Hoge CO 2 -concentratie heeft ook een vergelijkbaar effect. Niet-gedissocieerd appelzuur bevordert het lekken van ionen (Jackson en Taylon, 1970). Als een resultaat dissociëren K + -ionen van malaat en komen uit de wachtcellen. De vorming van abcisinezuur (zoals tijdens droogte of middag) bevordert ook de omkering van de H + K + pomp en verhoogt de beschikbaarheid van H + in het cytoplasma van de wachtcel.

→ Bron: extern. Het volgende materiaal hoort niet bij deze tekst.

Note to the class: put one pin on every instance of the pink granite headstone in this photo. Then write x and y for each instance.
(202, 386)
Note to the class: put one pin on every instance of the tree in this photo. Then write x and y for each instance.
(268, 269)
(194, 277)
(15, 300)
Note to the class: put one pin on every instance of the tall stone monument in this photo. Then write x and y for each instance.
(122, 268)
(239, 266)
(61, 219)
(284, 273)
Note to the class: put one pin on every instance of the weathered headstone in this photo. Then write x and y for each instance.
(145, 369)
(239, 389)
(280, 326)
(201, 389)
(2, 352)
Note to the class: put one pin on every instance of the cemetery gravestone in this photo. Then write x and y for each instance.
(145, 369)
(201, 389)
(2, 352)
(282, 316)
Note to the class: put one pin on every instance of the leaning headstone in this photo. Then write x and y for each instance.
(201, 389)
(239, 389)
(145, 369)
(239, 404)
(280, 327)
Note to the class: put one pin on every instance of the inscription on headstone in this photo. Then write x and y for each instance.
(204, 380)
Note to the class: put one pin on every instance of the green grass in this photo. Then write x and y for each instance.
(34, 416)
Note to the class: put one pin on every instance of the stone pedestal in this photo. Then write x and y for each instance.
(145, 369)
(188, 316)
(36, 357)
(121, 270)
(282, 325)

Verlies van K + -ionen verlaagt de osmotische concentratie van wachtcellen in vergelijking met aangrenzende epidermale cellen. Dit veroorzaakt exosmose en dus neemt de turgescentie van de wachtcellen af. Het sluit de porie tussen de wachtcellen. Tegelijkertijd worden de organische zuren gemetaboliseerd om zetmeel te produceren.